Multifaceted Fanconi Anemia Signaling

Abstract

In 1927 Guido Fanconi described a hereditary condition presenting panmyelopathy accompanied by short stature and hyperpigmentation, now better known as Fanconi anemia (FA). With this discovery the genetic and molecular basis underlying FA has emerged as a field of great interest. FA signaling is crucial in the DNA damage response (DDR) to mediate the repair of damaged DNA. This has attracted a diverse range of investigators, especially those interested in aging and cancer. However, recent evidence suggests FA signaling also regulates functions outside the DDR, with implications for many other frontiers of research. We discuss here the characteristics of FA functions and expand upon current perspectives regarding the genetics of FA, indicating that FA plays a role in a myriad of molecular and cellular processes.
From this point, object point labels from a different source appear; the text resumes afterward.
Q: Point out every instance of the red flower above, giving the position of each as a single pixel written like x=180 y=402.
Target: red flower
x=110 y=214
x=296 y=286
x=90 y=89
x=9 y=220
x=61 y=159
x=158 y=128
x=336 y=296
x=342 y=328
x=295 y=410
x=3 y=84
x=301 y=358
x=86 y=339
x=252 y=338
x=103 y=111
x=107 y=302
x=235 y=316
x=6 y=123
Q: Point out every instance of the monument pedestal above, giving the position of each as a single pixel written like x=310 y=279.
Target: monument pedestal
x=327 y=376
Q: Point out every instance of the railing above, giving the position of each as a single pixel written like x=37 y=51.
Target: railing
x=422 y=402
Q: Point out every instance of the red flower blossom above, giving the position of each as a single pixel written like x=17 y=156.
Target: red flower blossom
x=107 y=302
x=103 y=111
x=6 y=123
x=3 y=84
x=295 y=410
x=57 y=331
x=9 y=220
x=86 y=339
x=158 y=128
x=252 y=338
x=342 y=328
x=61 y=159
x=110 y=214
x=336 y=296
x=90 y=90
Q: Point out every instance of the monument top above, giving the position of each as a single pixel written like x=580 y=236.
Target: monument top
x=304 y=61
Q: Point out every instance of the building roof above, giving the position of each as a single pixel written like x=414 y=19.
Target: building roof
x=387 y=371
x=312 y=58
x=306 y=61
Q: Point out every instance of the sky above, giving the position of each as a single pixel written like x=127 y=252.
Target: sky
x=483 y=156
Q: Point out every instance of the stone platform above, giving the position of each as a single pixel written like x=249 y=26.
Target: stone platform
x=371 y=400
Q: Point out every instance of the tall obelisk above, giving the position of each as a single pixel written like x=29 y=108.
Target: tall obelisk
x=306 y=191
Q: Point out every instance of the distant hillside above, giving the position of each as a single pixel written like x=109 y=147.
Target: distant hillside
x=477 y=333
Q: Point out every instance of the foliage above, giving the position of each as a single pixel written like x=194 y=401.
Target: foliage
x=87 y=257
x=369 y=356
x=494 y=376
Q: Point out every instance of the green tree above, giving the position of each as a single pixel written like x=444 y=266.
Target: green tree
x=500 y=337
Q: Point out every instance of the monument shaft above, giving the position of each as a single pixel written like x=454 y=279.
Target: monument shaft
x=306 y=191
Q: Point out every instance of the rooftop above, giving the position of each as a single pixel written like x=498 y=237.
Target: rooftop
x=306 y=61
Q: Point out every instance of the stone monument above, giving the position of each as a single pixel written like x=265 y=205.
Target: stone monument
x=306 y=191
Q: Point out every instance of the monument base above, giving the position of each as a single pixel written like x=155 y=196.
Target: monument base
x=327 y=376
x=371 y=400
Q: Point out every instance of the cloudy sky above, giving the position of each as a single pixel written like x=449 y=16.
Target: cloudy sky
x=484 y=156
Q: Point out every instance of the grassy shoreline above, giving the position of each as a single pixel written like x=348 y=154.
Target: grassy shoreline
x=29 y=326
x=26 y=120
Keywords: DNA damage response; Fanconi anemia; aging; cancer; developmental defects; replication.

Figure 1. Schematic Representation of the FA Signaling Pathway

Part I) the FA proteins (FANCA, B, C, E, F, G, L, M, T and possibly I) along with FAAPs (FAAP 20/24/100 and MHF1/2) and other known proteins, assure the activity of ubiquitin E3 ligase for the monoubiquitination of FANCD2 and FANCI. Part II) FANCD2 and its paralog FANCI, as a central axis to connect or orchestrate the entire FA signaling pathway. Part III) downstream of Part-II, the remaining FA proteins. Monoubiquitinated FANCD2 and FANCI can be deubiquitinated by USP1, thereby inactivating the pathway. Red arrows indicate the canonical FA pathway. Ub indicates ubiquitination. Part I & III may include many others proteins, which have yet to be recognized. As such, the indefinite nature of FA signaling presents a particular challenge to translational studies utilizing the basic knowledge of FA to promote clinical understanding such as tumor resistance.

Figure 2. Deregulated FA signaling Gain of Function (GOF)
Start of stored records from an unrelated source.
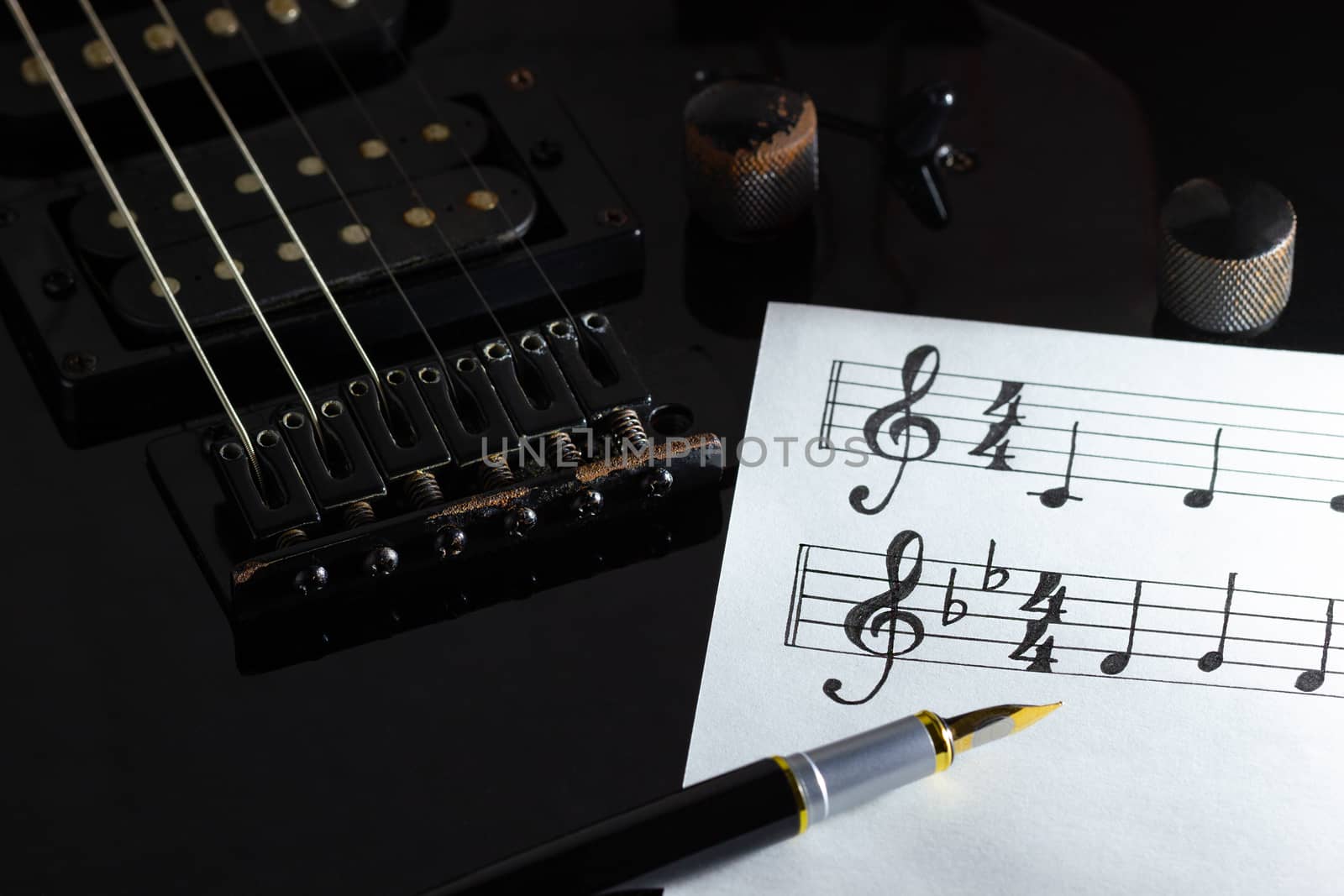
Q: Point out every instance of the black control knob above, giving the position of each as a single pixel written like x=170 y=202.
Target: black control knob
x=750 y=157
x=1226 y=255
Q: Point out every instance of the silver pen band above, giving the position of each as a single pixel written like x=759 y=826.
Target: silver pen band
x=855 y=770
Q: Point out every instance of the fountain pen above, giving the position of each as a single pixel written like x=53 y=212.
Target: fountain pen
x=745 y=809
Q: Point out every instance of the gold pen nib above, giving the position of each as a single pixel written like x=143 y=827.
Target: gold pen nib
x=981 y=726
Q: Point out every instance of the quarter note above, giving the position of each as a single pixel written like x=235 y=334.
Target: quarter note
x=1203 y=497
x=1214 y=658
x=1314 y=679
x=1057 y=496
x=1115 y=663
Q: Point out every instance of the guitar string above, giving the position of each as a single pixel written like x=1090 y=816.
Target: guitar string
x=391 y=155
x=201 y=208
x=120 y=203
x=437 y=112
x=340 y=191
x=181 y=42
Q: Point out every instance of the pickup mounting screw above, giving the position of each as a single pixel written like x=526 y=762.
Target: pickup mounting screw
x=521 y=521
x=312 y=579
x=382 y=560
x=521 y=80
x=80 y=363
x=589 y=503
x=658 y=483
x=449 y=542
x=58 y=284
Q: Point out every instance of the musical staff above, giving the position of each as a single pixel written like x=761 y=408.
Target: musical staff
x=906 y=606
x=921 y=412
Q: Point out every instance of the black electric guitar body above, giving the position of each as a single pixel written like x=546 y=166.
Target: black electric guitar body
x=452 y=598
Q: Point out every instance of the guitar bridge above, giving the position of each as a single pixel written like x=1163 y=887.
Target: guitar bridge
x=456 y=466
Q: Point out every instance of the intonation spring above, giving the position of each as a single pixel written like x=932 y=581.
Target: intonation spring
x=423 y=490
x=625 y=427
x=562 y=449
x=358 y=513
x=496 y=472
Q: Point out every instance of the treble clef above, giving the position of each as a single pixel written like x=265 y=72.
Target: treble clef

FA signaling is crucial to many cellular events in order to protect humans from diseases such aging, cancer, and severe bone marrow failure. Impaired FA signaling, however, not only loses the roles of the intact signaling pathway but also exhibits the GOF phenomenon, and promotes the clinical complications associated with FA.

Figure 3. System view on the flow of biological information that can be influenced by FA signaling at multiple levels

The flow of biological information in a system goes from DNA (genome) > RNA (transcriptome) > protein (proteome) > metabolite (metabolome). FA genes involved in the FA signaling network may be mutated and/or epigenetically modified. On the other hand, their normal transcripts can be abnormally processed or improperly translated into proteins, leading to a disordered metabolome, containing a variety of metabolites derived from multiple irregular cellular processes.